You answered your own question. After 2^14 = 16,384 commits, there is a 50% chance of a collision. So most large repos will have collisions.

This isn't a problem for Git. It accepts arbitrary prefixes so you'll just have to type a few more characters if you want to refer to a commit whose 28-bit prefix (7 hex digits) is not unique.

kleton · on July 10, 2021

Piper gets at least 10s or even 100s of CLs a second

wruza · on July 9, 2021

This number may be even lower if you take the birthday problem into account. I’m not a statistics guy to confirm that or to make proper calculations, but I believe it applies to this case as well, because first few bits of a hash are like what a birthday is to an otherwise unique person.

https://en.wikipedia.org/wiki/Birthday_problem

est31 · on July 10, 2021

See also: https://blog.cuviper.com/2013/11/10/how-short-can-git-abbrev...

queuebert · on July 9, 2021

Rust is now mature enough that subversives are using it.

mrkramer · on July 9, 2021

So this is basically a proof of work algorithm.

posnet · on July 9, 2021

An assignment in one of my university security course was to mine "gitcoin".

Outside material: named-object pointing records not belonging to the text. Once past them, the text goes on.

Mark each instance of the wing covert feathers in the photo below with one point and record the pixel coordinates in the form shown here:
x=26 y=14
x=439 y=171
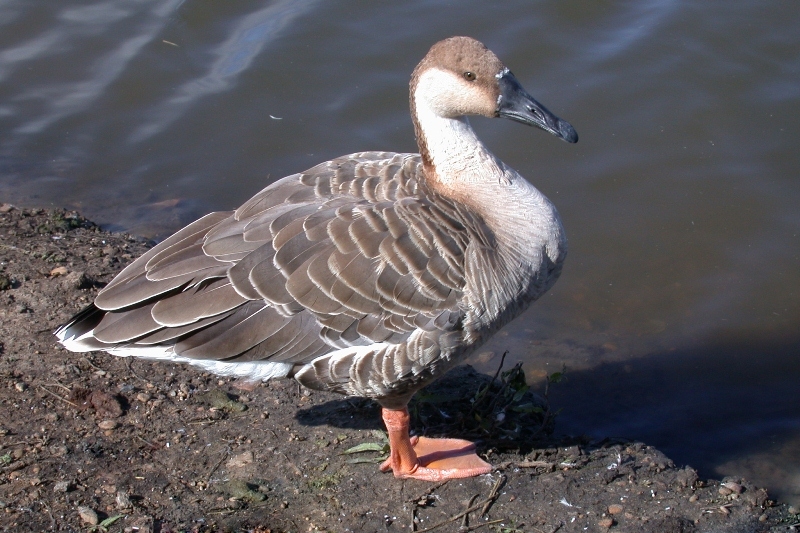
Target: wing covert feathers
x=351 y=268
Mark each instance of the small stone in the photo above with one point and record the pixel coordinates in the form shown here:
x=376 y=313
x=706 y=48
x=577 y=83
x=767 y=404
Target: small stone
x=108 y=424
x=143 y=397
x=238 y=461
x=58 y=271
x=123 y=500
x=733 y=487
x=606 y=522
x=88 y=515
x=63 y=486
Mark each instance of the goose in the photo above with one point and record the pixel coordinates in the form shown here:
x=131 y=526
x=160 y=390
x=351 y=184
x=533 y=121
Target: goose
x=369 y=275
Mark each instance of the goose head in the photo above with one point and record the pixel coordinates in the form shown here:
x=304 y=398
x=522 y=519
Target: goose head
x=460 y=76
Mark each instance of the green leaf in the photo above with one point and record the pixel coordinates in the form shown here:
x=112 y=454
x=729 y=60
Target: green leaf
x=365 y=447
x=360 y=460
x=110 y=520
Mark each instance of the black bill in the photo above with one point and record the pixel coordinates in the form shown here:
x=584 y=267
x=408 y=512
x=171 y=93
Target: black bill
x=515 y=103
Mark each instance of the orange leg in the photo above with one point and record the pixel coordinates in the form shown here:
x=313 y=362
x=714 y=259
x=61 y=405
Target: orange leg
x=428 y=459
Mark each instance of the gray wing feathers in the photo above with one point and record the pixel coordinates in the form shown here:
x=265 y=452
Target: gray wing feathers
x=342 y=256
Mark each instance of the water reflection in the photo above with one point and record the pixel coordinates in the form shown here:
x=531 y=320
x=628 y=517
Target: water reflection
x=248 y=39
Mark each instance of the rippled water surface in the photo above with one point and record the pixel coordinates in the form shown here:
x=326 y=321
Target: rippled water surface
x=678 y=311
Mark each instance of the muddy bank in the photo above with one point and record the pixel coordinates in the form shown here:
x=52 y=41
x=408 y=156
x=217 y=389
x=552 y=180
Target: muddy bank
x=89 y=442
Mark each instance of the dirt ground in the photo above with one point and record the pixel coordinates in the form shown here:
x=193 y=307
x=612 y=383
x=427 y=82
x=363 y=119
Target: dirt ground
x=94 y=443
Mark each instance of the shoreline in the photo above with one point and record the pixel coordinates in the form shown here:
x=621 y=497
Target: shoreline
x=164 y=447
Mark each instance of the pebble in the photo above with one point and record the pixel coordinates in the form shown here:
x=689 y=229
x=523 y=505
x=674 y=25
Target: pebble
x=605 y=522
x=108 y=424
x=733 y=487
x=63 y=486
x=143 y=397
x=88 y=515
x=58 y=271
x=123 y=500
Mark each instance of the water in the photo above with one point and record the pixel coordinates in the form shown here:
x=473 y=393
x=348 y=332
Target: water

Which was a git based proof of work, the server would only accept pushes for commits if it had more leading zeros in its hash than the previous commit on that branch.

distrill · on July 9, 2021

That sounds like a ton of fun, and tbh way cooler than anything I built in school.

ac42 · on July 10, 2021

I bet they later spoke about randomised algorithms like[1]

[1] https://en.wikipedia.org/wiki/HyperLogLog

colejohnson66 · on July 9, 2021

Git, but on a Blockchain? /s

Cerium · on July 9, 2021

Git is a Blocktree - a type of directed acyclic graph based proof of nothing crypto product that is invulnerable to fork based attacks by supporting it out of the box. /s

quickthrower2 · on July 9, 2021

So like IOTA! /s

tylersmith · on July 10, 2021

I commonly use git as an example the blockchain data structure in use before Bitcoin, and that it's really not the vital part of made Bitcoin innovative. It sure ended up as a powerful brand though.

curiousllama · on July 10, 2021

GitHub devops folks: edge case incoming in 3… 2… 1…

a-dub · on July 10, 2021

i wonder how git would break in the face of an actual sha-1 collision...

usr1106 · on July 10, 2021

The second file is just not stored, because git thinks it's already there. Nothing complicated there.

Discussed here: https://stackoverflow.com/questions/9392365/how-would-git-ha...

It costed 6500 CPU years to create the first collision containing a valid pdf document. Storing both versions into git still works, because git prepends a header before creating the SHA-1 of the blob. I believe because of that it is harder to create a git blob collision than a pdf collision. (I admit I did neither read very carefully nor try to think it through very seriously.)

swiftcoder · on July 10, 2021

On the other hand, if you are still running subversion, you pretty much lose the repo in this case: https://arstechnica.com/information-technology/2017/02/water...

COMMENT___ · on July 10, 2021

This was fixed years ago.

swiftcoder · on July 13, 2021

Where (years <= 4), sure. 2017 is not exactly ancient history.

gopherbro · on July 9, 2021

It seems someone write a script for it.